Robert Koch Institute, MF1, Nordufer 20, 13353 Berlin.
Federal Institute for Materials Research and Testing (BAM), Richard-Willstätter-Straße 11, 12489 Berlin.
Brief Bioinform. 2023 Jan 19;24(1). doi: 10.1093/bib/bbac542.
Monoclonal antibodies are biotechnologically produced proteins with various applications in research, therapeutics and diagnostics. Their ability to recognize and bind to specific molecule structures makes them essential research tools and therapeutic agents. Sequence information of antibodies is helpful for understanding antibody-antigen interactions and ensuring their affinity and specificity. De novo protein sequencing based on mass spectrometry is a valuable method to obtain the amino acid sequence of peptides and proteins without a priori knowledge. In this study, we evaluated six recently developed de novo peptide sequencing algorithms (Novor, pNovo 3, DeepNovo, SMSNet, PointNovo and Casanovo), which were not specifically designed for antibody data. We validated their ability to identify and assemble antibody sequences on three multi-enzymatic data sets. The deep learning-based tools Casanovo and PointNovo showed an increased peptide recall across different enzymes and data sets compared with spectrum-graph-based approaches. We evaluated different error types of de novo peptide sequencing tools and their performance for different numbers of missing cleavage sites, noisy spectra and peptides of various lengths. We achieved a sequence coverage of 97.69-99.53% on the light chains of three different antibody data sets using the de Bruijn assembler ALPS and the predictions from Casanovo. However, low sequence coverage and accuracy on the heavy chains demonstrate that complete de novo protein sequencing remains a challenging issue in proteomics that requires improved de novo error correction, alternative digestion strategies and hybrid approaches such as homology search to achieve high accuracy on long protein sequences.
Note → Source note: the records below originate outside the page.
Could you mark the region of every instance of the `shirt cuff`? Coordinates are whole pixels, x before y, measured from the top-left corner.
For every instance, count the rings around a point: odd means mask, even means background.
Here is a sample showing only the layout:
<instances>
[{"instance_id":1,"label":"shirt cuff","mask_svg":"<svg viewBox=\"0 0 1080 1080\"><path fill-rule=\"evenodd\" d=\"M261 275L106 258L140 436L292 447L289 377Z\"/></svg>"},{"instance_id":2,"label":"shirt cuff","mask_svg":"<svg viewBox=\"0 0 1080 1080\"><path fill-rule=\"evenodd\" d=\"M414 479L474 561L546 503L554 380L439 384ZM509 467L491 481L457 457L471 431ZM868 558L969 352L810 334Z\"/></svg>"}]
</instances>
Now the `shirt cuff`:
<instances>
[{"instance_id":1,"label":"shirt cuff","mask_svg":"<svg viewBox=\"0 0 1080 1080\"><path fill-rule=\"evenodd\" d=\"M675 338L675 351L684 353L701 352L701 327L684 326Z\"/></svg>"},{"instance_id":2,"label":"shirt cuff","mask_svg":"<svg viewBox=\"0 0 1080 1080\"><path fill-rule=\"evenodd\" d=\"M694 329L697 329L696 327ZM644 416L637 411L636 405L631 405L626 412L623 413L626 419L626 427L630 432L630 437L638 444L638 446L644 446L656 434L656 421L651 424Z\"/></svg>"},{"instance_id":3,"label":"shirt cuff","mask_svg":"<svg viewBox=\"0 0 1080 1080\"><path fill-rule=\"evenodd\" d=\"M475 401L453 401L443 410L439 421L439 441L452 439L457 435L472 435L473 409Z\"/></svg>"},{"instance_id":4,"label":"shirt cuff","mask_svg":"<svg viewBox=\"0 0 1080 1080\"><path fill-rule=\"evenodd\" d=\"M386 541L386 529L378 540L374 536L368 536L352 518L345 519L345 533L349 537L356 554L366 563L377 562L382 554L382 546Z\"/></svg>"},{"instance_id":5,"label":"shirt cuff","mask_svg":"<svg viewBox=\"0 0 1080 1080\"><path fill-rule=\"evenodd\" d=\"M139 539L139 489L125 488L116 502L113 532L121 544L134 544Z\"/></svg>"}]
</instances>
单克隆抗体是生物技术生产的蛋白质,具有广泛的应用于研究、治疗和诊断。它们识别和结合特定分子结构的能力使它们成为重要的研究工具和治疗剂。抗体的序列信息有助于了解抗体-抗原相互作用,并确保其亲和力和特异性。基于质谱的从头蛋白质测序是一种获得肽和蛋白质氨基酸序列的有价值的方法,无需先验知识。在这项研究中,我们评估了六种最近开发的从头多肽测序算法(Novor、pNovo 3、DeepNovo、SMSNet、PointNovo 和 Casanovo),这些算法并非专门为抗体数据设计。我们验证了它们在三个多酶数据集上识别和组装抗体序列的能力。基于深度学习的工具 Casanovo 和 PointNovo 与基于谱图的方法相比,在不同的酶和数据集上提高了肽的召回率。我们评估了从头多肽测序工具的不同错误类型及其在不同数量的缺失切割位点、嘈杂光谱和不同长度肽的性能。我们使用 de Bruijn 组装器 ALPS 和 Casanovo 的预测,在三个不同的抗体数据集的轻链上实现了 97.69-99.53%的序列覆盖率。然而,重链上的低序列覆盖率和准确性表明,完整的从头蛋白质测序仍然是蛋白质组学中的一个具有挑战性的问题,需要改进从头错误纠正、替代消化策略和混合方法,如同源搜索,以实现长蛋白质序列的高精度。